Millions of Americans limit their personal consumption to conserve natural resources. But there is a movement afoot to ask Americans to sacrifice not for nature’s sake, but in order to pack more people into the country, the states, cities and towns. We are being asked to conserve more individually so we can consume more collectively.
Congress has set a course, through immigration policy, to ensure that the United States will add tens of millions of people over the coming decades. In doing so, Congress has negated the personal sacrifices of millions. With our total ecological footprint already well beyond our biocapacity, moderating immigration numbers back to the levels of even the 1980s would be among the top priorities of a sensible Congress.
As we’ve studied the loss of open space across America, we’ve seen a pattern emerge:
The land loss is enormous. The ecological loss is even greater. Americans favor slower growth or stabilization but Congress has made that impossible.
By any measure, from housing to land loss to the extinction crisis, immigration-driven population growth has already stretched our biocapacity to the limit. Just look at water.
The Bear River Watershed is globally important for migrating birds and is a “life-line” for agriculture, mineral extraction, hunting, and tourism. But it is struggling with drought and overuse.
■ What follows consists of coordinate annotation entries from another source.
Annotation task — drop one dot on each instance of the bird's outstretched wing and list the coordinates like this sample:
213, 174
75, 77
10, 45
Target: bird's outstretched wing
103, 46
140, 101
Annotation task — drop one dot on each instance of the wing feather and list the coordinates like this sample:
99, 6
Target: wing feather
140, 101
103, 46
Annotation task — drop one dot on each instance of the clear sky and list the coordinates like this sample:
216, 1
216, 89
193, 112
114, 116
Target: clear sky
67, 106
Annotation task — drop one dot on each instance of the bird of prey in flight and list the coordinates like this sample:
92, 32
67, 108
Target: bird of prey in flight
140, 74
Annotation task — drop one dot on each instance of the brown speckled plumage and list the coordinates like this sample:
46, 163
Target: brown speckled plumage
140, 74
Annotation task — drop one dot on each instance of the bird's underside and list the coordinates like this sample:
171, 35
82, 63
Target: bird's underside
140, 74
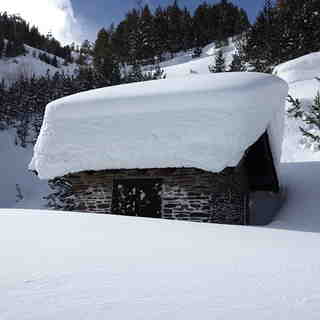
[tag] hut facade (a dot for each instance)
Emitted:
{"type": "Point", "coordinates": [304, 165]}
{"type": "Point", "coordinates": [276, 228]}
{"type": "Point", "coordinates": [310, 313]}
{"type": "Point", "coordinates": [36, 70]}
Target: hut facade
{"type": "Point", "coordinates": [203, 149]}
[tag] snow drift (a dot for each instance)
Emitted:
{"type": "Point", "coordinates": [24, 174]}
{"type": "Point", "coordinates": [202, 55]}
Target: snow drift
{"type": "Point", "coordinates": [205, 121]}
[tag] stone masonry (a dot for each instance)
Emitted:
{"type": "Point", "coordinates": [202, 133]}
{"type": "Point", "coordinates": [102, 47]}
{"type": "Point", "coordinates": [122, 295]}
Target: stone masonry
{"type": "Point", "coordinates": [187, 193]}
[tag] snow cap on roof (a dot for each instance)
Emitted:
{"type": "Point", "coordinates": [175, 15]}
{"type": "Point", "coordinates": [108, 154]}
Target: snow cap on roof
{"type": "Point", "coordinates": [204, 121]}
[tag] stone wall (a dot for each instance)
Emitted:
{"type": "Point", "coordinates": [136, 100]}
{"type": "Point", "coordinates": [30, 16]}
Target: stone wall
{"type": "Point", "coordinates": [187, 193]}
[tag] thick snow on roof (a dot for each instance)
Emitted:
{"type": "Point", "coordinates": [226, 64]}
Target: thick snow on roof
{"type": "Point", "coordinates": [205, 121]}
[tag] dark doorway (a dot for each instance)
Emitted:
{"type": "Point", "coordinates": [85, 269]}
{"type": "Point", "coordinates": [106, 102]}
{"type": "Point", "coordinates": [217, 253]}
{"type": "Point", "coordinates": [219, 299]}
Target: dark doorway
{"type": "Point", "coordinates": [260, 166]}
{"type": "Point", "coordinates": [137, 197]}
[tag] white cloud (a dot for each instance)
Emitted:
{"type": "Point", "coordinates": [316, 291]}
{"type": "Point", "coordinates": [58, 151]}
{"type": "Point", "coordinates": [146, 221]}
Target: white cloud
{"type": "Point", "coordinates": [56, 16]}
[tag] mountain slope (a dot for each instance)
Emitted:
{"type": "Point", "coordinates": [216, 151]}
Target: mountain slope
{"type": "Point", "coordinates": [29, 64]}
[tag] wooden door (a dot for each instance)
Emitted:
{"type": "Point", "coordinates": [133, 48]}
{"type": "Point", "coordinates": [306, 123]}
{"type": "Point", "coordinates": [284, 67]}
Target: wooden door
{"type": "Point", "coordinates": [137, 197]}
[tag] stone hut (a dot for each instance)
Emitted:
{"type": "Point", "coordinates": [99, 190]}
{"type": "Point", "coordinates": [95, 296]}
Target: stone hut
{"type": "Point", "coordinates": [204, 148]}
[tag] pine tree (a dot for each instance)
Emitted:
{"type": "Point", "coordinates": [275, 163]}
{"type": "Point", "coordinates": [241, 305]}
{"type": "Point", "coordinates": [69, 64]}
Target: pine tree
{"type": "Point", "coordinates": [160, 30]}
{"type": "Point", "coordinates": [219, 65]}
{"type": "Point", "coordinates": [2, 45]}
{"type": "Point", "coordinates": [237, 64]}
{"type": "Point", "coordinates": [312, 118]}
{"type": "Point", "coordinates": [104, 60]}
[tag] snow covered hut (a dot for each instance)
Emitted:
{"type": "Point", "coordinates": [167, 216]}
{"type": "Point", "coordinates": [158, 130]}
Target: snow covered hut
{"type": "Point", "coordinates": [199, 148]}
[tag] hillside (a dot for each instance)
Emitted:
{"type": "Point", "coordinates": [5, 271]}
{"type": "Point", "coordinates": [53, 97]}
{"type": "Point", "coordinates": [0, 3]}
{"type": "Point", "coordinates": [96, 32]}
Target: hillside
{"type": "Point", "coordinates": [295, 147]}
{"type": "Point", "coordinates": [29, 64]}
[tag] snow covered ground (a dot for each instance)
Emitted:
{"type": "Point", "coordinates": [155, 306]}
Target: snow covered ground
{"type": "Point", "coordinates": [300, 74]}
{"type": "Point", "coordinates": [81, 266]}
{"type": "Point", "coordinates": [11, 69]}
{"type": "Point", "coordinates": [18, 187]}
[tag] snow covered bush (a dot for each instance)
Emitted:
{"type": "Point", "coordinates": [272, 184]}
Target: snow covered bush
{"type": "Point", "coordinates": [311, 120]}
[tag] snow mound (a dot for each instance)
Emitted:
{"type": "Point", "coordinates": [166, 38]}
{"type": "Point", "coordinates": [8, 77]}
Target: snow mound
{"type": "Point", "coordinates": [205, 121]}
{"type": "Point", "coordinates": [303, 68]}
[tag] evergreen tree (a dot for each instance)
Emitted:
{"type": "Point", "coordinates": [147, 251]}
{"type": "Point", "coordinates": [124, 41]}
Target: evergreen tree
{"type": "Point", "coordinates": [160, 30]}
{"type": "Point", "coordinates": [237, 64]}
{"type": "Point", "coordinates": [312, 118]}
{"type": "Point", "coordinates": [2, 45]}
{"type": "Point", "coordinates": [219, 65]}
{"type": "Point", "coordinates": [175, 28]}
{"type": "Point", "coordinates": [103, 58]}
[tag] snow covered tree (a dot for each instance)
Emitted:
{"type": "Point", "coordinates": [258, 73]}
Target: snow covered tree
{"type": "Point", "coordinates": [312, 118]}
{"type": "Point", "coordinates": [237, 64]}
{"type": "Point", "coordinates": [219, 64]}
{"type": "Point", "coordinates": [104, 59]}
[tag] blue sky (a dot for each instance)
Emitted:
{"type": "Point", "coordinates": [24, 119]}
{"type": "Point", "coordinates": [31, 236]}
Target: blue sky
{"type": "Point", "coordinates": [95, 14]}
{"type": "Point", "coordinates": [77, 20]}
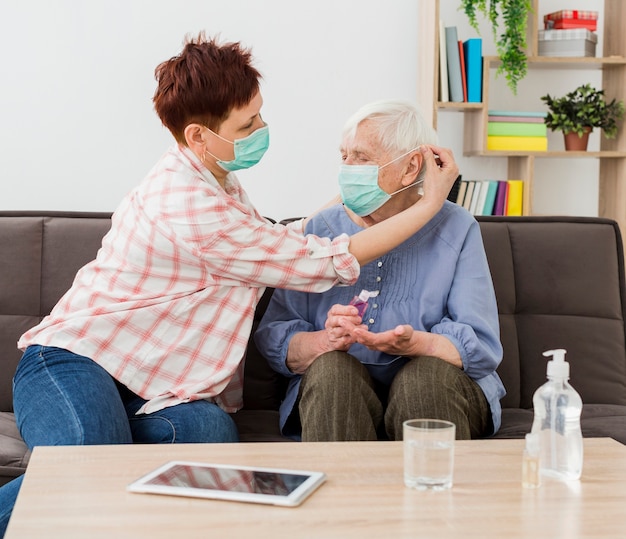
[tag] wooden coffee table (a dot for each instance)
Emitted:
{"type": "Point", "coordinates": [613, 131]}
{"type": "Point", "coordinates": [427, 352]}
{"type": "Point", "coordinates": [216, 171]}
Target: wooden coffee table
{"type": "Point", "coordinates": [80, 492]}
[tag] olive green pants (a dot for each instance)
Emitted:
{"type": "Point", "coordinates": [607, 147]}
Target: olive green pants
{"type": "Point", "coordinates": [339, 401]}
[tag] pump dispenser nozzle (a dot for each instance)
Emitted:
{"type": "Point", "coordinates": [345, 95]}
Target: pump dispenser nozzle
{"type": "Point", "coordinates": [557, 366]}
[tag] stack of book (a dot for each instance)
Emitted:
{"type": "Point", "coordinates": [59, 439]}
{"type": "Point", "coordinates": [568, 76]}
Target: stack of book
{"type": "Point", "coordinates": [491, 197]}
{"type": "Point", "coordinates": [517, 131]}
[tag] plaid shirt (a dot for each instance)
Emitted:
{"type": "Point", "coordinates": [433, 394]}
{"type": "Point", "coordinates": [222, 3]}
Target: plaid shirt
{"type": "Point", "coordinates": [167, 305]}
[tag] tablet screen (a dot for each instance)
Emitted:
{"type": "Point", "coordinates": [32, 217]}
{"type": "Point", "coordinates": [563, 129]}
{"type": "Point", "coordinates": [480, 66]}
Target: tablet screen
{"type": "Point", "coordinates": [230, 479]}
{"type": "Point", "coordinates": [241, 483]}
The human population of the watershed is projected to double by 2050 and sections of it are being sold off to the highest bidder.
The Bear River feeds into the Great Salt Lake, which is drying up amidst some of the fastest population growth in the United States.
We need and want water in our rivers…
…but we’re asked to conserve so we can drain them dry faster. Environmental Whistleblower Gary Wockner says:
water conservation is often seen as a moral imperative in the environmental movement where, in theory, water use by humans can be whittled down to make more water available for the rivers, the environment, and the non-human species that depend on water for survival.
However, what if…[conservation efforts] will it be used to simply fuel more growth while our river systems collapse even faster?”
Expanding cities need water. Utah has turned rural areas and tribal lands into “sacrifice zones for the sake of urban growth.“
My colleague Leon Kolankiewicz says “We are facing a crisis that shows no sign of getting any better” as we put “an ever greater demand on a resource that’s actually shrinking.”
The squandering of our land, water, and biodiversity is un-American and upsetting, but the videos above also remind us we still have so much to save…if Congress will allow it.